Not an Isolated Case
I spoke with one of our field partners – Joey Harmon at Harmon Research (they were not involved with our study). Joey relates a similar experience on a skin care study.
“We asked a question to panelists about why they prefer a specific skin care product. The responses were extremely detailed and well written, to the point where initially we were really impressed with the quality. But that also raised some suspicions when we noticed that over 70 respondents out of 200 completes were of this nature, and some of the language we were getting just wasn’t how consumers write.”
Here are two examples of the verbatims:
- “It helps evaluate the body’s oxidative stress status and antioxidant reserve.”
- “A prolonged state of oxidative stress speeds up the skin aging process. Specifically, it contributes to the loss of collagen and elastin fibers, resulting in fine wrinkles, sagging, and texture changes.”
When they did a little exploring, they found these sentences were scraped directly from the Internet.
Not only do we have to guard against poor quality open-end responses – now we have to guard against open-end responses that are too good!
In Harmon’s short questionnaire with 40% incidence, respondents were probably getting paid $1.50. So those 70 responses likely netted someone a whopping $105 for all their time programming the bot. Imagine what fraudsters will do for a B2B study paying $10.
On our 3% incidence study with an extremely specific population, we rejected 58% of respondents for duplicates, multiple problems, and/or obvious fraud, including extremely sophisticated fraud that was hard to identify.
Given the panel company’s response, what do you think the chances are that these people were removed from the panel? No, they’re most likely all still there, waiting to give you some high quality verbatims on your next study.
The Moral of the Story
Unless you are searching through your respondents with a fine-toothed comb, by hand, one by one, looking for every possible problem, oddity, or unusual pattern, and unless you’re familiar enough with the product category to catch these issues, the chances are very good that you are getting taken for a ride.
Throwing in a “Please choose the third option” and tossing out speeders won’t cut it. Quality control algorithms and digital fingerprinting won’t cut it. And obviously from our experiences, depending on panel providers won’t cut it.

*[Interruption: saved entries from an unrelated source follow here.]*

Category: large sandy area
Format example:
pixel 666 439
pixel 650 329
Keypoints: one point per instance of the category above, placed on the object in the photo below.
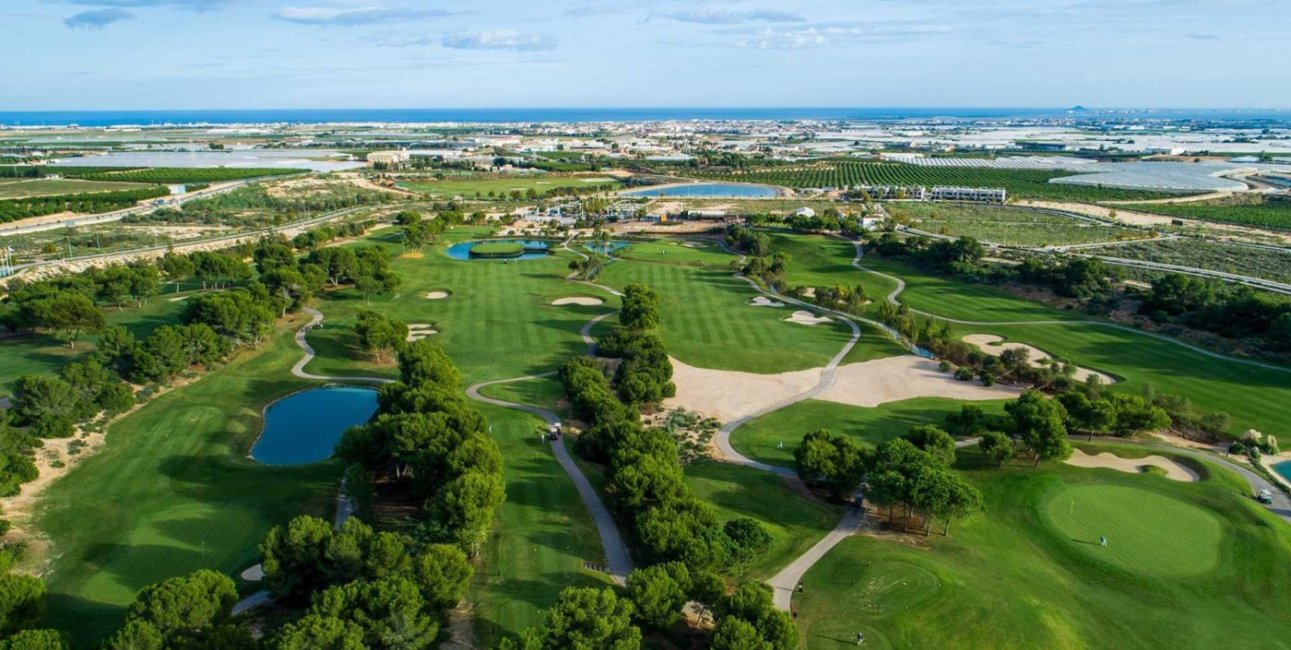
pixel 1175 471
pixel 731 394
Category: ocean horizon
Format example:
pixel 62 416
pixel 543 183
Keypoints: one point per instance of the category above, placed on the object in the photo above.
pixel 152 118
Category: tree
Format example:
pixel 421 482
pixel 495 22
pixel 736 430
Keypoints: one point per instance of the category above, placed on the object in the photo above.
pixel 35 640
pixel 1042 424
pixel 71 314
pixel 22 600
pixel 659 593
pixel 585 618
pixel 998 447
pixel 185 605
pixel 380 334
pixel 936 442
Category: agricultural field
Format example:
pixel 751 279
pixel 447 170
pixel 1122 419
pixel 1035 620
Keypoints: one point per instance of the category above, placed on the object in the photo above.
pixel 1246 211
pixel 22 189
pixel 176 175
pixel 482 186
pixel 1030 184
pixel 1007 226
pixel 1029 571
pixel 1247 260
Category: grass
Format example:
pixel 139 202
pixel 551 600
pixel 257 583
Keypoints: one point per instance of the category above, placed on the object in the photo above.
pixel 761 438
pixel 708 321
pixel 173 491
pixel 1011 578
pixel 541 535
pixel 23 188
pixel 470 186
pixel 43 353
pixel 794 521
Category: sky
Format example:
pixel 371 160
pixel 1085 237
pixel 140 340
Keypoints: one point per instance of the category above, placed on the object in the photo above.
pixel 137 54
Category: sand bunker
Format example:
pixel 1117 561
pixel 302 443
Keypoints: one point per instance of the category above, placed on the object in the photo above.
pixel 994 345
pixel 728 396
pixel 1175 471
pixel 418 331
pixel 803 317
pixel 579 300
pixel 894 379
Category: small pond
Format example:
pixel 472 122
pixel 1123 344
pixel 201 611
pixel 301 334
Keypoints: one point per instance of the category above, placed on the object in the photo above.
pixel 701 190
pixel 305 427
pixel 533 250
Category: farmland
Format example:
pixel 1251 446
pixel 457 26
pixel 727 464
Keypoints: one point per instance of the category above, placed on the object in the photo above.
pixel 1258 261
pixel 23 189
pixel 1246 211
pixel 1007 226
pixel 841 173
pixel 489 186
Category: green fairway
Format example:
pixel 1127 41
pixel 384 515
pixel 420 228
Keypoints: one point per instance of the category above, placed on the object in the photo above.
pixel 1011 578
pixel 1148 533
pixel 45 353
pixel 173 491
pixel 470 186
pixel 709 321
pixel 794 521
pixel 541 536
pixel 761 438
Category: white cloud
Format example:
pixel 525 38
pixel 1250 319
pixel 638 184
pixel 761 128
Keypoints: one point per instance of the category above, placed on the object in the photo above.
pixel 500 39
pixel 354 14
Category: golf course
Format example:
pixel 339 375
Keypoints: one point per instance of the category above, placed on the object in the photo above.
pixel 173 489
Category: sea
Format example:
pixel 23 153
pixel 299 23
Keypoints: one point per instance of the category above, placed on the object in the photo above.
pixel 145 118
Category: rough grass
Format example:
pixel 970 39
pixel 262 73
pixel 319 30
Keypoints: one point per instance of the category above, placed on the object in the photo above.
pixel 1006 578
pixel 762 437
pixel 173 491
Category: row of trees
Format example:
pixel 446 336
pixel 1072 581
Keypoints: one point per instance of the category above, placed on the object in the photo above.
pixel 429 441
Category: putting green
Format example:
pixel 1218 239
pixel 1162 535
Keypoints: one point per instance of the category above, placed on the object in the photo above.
pixel 1147 533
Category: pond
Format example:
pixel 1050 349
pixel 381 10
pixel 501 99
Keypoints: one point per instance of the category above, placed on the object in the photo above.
pixel 701 190
pixel 533 250
pixel 305 427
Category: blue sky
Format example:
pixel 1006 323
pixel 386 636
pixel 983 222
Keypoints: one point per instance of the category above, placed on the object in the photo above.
pixel 89 54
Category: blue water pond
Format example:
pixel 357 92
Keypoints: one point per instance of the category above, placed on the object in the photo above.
pixel 305 427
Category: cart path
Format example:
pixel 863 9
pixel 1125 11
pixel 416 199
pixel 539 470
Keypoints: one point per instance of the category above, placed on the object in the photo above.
pixel 900 287
pixel 617 558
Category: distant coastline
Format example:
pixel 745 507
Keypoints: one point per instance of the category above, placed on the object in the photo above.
pixel 146 118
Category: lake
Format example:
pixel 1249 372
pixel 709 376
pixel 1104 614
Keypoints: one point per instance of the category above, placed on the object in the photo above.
pixel 700 190
pixel 305 427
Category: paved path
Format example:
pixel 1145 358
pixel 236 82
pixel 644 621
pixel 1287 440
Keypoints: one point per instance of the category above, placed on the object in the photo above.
pixel 784 583
pixel 617 558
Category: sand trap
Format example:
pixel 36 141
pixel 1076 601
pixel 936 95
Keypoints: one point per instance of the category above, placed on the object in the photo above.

If you’re doing quantitative research, you have three choices:
- Trust what you’re getting is “industry-leading data quality” even though a large proportion of it is demonstrably garbage, and provide it to your clients so they can make wrong decisions from wrong data
- Commit to this level of data quality and invest the time and effort necessary to get there, no matter how painful it is
- Stop using panel
I doubt most of us will choose number three, as we still have quantitative work to do. I sincerely hope few choose number one…if this option remains popular, it will eventually mean the death of any remaining industry credibility.